Artinya, dalam masalah ibadah, manusia tidak boleh membuat-buat (merekayasa aturan sendiri).
2. Nikah merupakan peristiwa yang sangat penting dalam kehidupan manusia, dan itu bukanlah sembarangan akad, tetapi merupakan akad yang mengandung sesuatu yang sacral dan syiar islam serta tanggungjawab yang berat bagi suami istri, sebagaimana firman Allah dalam al-Quran surat nisa’ ayat : 21
Dan mereka (isteri-isterimu) telah mengambil dari kamu Perjanjian yang kuat.
3. Nikah lewat telepon mengandung risiko tinggi berupa kemungkinan adanya penyalahgunaan atau penipuan (gharar/khida’), dan dapat pula menimbulkan keraguan (confused atau syak), apakah telah dipenuhi atau tidak rukun-rukun dan syarat-syarat nikahnya dengan baik. Dan yang demikian itu tidak sesuai dengan hadist Nabi/kaidah fiqih
لا ضرر ولا ضرارا
Tidak boleh membuat mudarat kepada diri sendiridan kepada orang lain.
Dan hadis Nabi
دعما يريبك الا مالا يريبك
Tinggalkanlah sesuatu yang meragukan engkau, (berpeganglah) dengan sesuatu yang tidak meragukan engkau.
درء المفاسد مقدم على جلب المصالح
Menghindari mafsadah (resiko) harus didahulukan atas usaha menarik (mencari) maslahah
ANALISIS
Peristiwa akad nikah lewat telepon itu mengundang reaksi yang cukup luas dari masyarakat contohnya pada tanggal 13 Mei 1989 terjadi akad nikah jarak jauh Jakarta-Bloomington Amerika Serikat lewat telepon, yang dilangsungkan di kediaman Prof. Dr. Baharuddin Harahap di Kebayoran Baru Jakarta. Calon suami drs. Ario sutarto yang sedang bertugas belaar di program pasca sarjana Indiana University AS, sedangkan calon istri adalah dra. Nurdiani, putri guru besar IAIN Jakarta itu. Kedua calon suami istri itu sudah lama berkenalan sejak sama-sama belajar dari tingkat satu IKIP Jakarta, dan kehendak keduanya untuk nikah juga sudah mendapat restu dari orang tua kedua belah pihak.

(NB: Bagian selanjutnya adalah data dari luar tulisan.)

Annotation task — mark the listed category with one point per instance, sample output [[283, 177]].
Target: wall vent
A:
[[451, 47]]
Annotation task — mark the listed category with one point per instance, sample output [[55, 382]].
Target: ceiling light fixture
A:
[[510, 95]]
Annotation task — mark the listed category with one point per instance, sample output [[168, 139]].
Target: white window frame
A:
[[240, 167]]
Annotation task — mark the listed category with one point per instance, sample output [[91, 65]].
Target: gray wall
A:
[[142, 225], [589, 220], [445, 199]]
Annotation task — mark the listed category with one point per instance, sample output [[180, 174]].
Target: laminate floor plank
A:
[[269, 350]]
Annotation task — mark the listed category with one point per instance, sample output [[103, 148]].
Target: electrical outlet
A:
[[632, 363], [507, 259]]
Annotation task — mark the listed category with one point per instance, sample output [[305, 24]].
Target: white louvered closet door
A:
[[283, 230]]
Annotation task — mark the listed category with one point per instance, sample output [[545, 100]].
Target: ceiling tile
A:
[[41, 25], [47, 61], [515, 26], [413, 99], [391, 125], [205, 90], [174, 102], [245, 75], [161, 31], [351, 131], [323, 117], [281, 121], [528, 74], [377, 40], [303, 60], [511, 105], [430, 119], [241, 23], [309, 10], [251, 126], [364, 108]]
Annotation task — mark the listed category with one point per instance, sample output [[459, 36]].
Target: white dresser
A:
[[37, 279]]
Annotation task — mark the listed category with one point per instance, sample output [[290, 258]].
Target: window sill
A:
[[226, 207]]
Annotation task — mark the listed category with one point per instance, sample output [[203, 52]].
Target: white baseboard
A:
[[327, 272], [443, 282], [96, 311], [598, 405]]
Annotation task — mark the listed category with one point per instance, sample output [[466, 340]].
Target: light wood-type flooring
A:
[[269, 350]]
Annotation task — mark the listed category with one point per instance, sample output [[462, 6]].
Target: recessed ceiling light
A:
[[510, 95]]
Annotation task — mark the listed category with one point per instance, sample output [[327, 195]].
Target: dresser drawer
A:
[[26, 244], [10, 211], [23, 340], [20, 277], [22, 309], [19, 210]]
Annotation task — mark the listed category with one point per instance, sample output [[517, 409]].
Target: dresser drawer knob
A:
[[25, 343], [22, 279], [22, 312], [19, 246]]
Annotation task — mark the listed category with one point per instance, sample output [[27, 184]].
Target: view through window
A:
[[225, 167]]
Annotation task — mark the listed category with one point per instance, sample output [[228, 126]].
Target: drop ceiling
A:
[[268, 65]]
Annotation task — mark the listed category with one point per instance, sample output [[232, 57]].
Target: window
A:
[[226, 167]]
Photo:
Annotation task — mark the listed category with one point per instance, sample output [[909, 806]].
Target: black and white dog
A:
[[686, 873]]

Sehubungan dengan tidak bisa hadirnya calon mempelai laki-laki dengan alasan tiadanya beaya perjalanan pulang pergi AS- Jakarta dan studinya agar tidak terganggu, maka disarankan oleh pejabat pencatat nikah (KUA) agar diusahakan adanya surat taukil (delegation of authority) dari calon suami kepada seseorang yang bertindak mewakilinya dalam akad nikah (ijab qobul) nantinya di Jakarta.

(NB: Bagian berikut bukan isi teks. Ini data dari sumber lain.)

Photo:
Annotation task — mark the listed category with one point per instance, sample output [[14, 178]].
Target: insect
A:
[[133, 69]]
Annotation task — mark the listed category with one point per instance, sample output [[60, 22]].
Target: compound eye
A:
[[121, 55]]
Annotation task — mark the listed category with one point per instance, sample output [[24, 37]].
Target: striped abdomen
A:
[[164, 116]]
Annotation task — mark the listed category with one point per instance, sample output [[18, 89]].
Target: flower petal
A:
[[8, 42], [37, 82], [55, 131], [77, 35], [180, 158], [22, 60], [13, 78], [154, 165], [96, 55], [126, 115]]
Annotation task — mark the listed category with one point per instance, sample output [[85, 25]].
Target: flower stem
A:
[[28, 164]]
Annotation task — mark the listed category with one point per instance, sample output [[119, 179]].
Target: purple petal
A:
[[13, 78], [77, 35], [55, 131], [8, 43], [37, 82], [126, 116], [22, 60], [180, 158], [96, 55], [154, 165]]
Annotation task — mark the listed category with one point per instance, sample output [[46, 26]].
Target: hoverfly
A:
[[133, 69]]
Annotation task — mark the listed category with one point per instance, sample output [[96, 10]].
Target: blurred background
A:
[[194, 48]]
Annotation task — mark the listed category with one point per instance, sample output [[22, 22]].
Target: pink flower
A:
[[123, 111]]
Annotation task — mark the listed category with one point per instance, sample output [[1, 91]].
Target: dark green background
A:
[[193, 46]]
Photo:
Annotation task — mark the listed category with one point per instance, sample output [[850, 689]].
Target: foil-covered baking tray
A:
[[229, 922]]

Setelah waktu pelaksanaan akad nikah tinggal sehari belum juga datang surat taukil itu, padahal surat undangan untuk walimatul urs sudah tersebar, maka Baharuddin sebagai ayah dan wali pengantin putri mempersiapkan segala sesuatu yang berkaitan dengan upacara akad nikah pada tanggal 13 Mei 1989, antara lain dengan melengkapi pesawat telepon dirumahnya dengan alat pengeras suara (mikrofon) dan dua alat perekam, ialah kaset, tape recorder dan video. Alat pengeras suara itu dimaksudkan agar semua orang yang hadir di rumah Baharuddin dan juga di tempat kediaman calon suami di AS itu bisa mengikuti upacara akad nikah dengan baik, artinya semua orang yang hadir di dua tempat yang terpisah jauh itu dapat mendengarkan dengan jelas pertanyaan dengan ijab dari pihak wali mempelai putri dan pernyataan qobul dari pihak mempelai laki-laki ; sedangkan alat perekam itu dimaksudkan oleh Baharuddin sebagai alat bukti otentik atas berlangsungnya akad nikah pada hari itu.
Setelah akad nikah dilangsungkan lewat telepon, tetapi karena surat taukil dari calon suami belum juga datang pada saat akad nikah dilangsungkan, maka kepala KUA Kebayoran Baru Jakarta Selatan tidak bersedia mencatat nikahnya dan tidak mau memberikan surat nikah, karena menganggap perkawinannya belum memenuhi syarat sahnya nikah, yakni hadirnya mempelai laki-laki atau wakilnya.
Peristiwa nikah tersebut mengundang reaksi yang cukup luas dari masyarakat, terutama dari kalangan ulama dan cendekiawan muslim. Kebanyakan mereka menganggap tidak sah nikah lewat telepon itu, antara lain Munawir Syadzali, M.A Mentri Agama RI, K.H. Hasan Basri, ketua umum MUI pusat, dan prof. dr. Hasbullah Bakri, S.H. jadi, mereka dapat membenarkan tindakan kepala KUA tersebut yang tidak mau mencatat nikahnya dan tidak memberikan surat nikahnya. Dan inti alasan mereka ialah bahwa nikah itu termasuk ibadah, mengandung nilai sacral, dan nikah lewat telepon itu bisa menimbulkan confused (keraguan) dalam hal ini terpenuhi tidaknya rukun-rukun nikah dan syarat-syarat secara sempurna menurut hukum Islam.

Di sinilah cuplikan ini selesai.